Poetry in the figure of a swan leaves behind it “ce lac dur que hante sous le givre / le transparent glacier des vols qui n’ont pas fui” ( Beneath the frost of a forgotten lake / Clear flights of glaciers not fled away; trans. John Holcombe ). The world of life is thus divided, and also leaves behind the raw matter of frozen traces: “Un cygne d’autrefois se souvient” ( In past magnificence of another day / The swan remembers ). It remembers its lost glory as in a mirror: if it escapes, it is because it has resisted and not given in to incantation and celebration. Its poetic means have transported it elsewhere, and forgetfulness is the line that is crossed by verbal transcendence, with art finding a way to create for itself another world.

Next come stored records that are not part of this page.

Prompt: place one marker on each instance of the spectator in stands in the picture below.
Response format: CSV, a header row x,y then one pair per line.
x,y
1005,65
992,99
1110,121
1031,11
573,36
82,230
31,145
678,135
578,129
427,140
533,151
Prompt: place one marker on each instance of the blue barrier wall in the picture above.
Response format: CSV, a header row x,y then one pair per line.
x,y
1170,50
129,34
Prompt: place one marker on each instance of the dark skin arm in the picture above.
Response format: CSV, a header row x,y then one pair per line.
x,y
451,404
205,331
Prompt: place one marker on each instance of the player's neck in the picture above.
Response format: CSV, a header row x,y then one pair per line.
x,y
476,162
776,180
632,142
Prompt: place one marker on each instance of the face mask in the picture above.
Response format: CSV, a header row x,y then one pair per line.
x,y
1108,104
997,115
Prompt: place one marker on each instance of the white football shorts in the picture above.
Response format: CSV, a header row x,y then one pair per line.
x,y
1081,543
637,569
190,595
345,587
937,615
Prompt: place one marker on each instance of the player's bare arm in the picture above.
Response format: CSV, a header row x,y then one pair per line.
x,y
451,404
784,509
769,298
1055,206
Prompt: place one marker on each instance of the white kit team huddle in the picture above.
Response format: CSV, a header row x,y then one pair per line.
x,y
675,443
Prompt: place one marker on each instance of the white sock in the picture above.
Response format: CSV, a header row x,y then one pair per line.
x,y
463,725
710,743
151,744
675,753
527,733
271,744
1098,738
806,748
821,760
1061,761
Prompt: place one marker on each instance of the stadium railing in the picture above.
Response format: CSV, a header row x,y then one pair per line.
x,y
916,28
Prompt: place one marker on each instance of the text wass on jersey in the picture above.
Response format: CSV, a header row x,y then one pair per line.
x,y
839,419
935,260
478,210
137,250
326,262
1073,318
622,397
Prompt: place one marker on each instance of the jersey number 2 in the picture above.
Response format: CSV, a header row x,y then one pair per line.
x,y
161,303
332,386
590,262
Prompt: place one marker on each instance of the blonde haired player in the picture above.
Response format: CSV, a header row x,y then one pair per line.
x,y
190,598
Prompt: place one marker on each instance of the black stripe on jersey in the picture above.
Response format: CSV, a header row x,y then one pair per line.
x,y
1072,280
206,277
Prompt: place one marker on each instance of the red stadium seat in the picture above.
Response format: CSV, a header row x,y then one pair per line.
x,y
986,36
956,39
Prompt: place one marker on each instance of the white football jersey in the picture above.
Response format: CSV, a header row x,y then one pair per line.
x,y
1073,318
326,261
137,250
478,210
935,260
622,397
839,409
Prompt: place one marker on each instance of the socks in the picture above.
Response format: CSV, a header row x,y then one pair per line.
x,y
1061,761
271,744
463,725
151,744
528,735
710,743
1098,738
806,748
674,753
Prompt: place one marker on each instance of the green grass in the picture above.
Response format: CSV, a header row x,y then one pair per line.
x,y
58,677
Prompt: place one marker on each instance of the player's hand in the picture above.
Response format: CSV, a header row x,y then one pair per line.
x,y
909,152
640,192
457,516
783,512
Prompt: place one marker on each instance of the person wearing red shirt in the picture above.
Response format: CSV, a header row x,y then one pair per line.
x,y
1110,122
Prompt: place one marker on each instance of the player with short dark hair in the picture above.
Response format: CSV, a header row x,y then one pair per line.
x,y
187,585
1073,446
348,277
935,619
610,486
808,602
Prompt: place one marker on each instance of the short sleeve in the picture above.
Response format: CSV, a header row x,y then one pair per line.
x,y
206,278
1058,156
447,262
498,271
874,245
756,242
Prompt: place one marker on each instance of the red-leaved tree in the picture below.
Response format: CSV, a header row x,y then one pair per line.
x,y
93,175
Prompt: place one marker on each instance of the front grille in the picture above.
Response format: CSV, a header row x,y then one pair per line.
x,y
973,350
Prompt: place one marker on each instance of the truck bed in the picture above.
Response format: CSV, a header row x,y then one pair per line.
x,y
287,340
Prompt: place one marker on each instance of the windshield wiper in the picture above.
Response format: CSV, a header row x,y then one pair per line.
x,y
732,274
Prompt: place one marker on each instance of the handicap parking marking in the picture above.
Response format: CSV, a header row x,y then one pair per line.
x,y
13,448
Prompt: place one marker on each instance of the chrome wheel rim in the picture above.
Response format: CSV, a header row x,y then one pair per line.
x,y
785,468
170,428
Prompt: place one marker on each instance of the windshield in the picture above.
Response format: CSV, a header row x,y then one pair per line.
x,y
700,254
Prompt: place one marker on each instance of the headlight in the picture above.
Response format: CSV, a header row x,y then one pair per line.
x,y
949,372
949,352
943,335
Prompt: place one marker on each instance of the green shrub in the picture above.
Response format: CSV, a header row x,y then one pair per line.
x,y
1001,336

The translation used here is not one by which this poem came to me but Robert Lowell's with its "hard, neglectful lake hoarding under ice / a glacier of flights than never fly" and "The swan ruffles, remembers it is he". In this way even a poem that seemed to be an unchanging literary terra firma is now threatened, and this Dictionary is the ocean. Perhaps this is why Thomas Bernhard's wall of prose meant so much to me that day – the novel was the thing itself, the detail was not key but rather the overall movement, the constant working, the constant repetition of sentences shored against the ocean. Moreover, the translation is not exceptionally important: the book is an object added to the world, a gap in the universe and propels itself into existence under that awareness.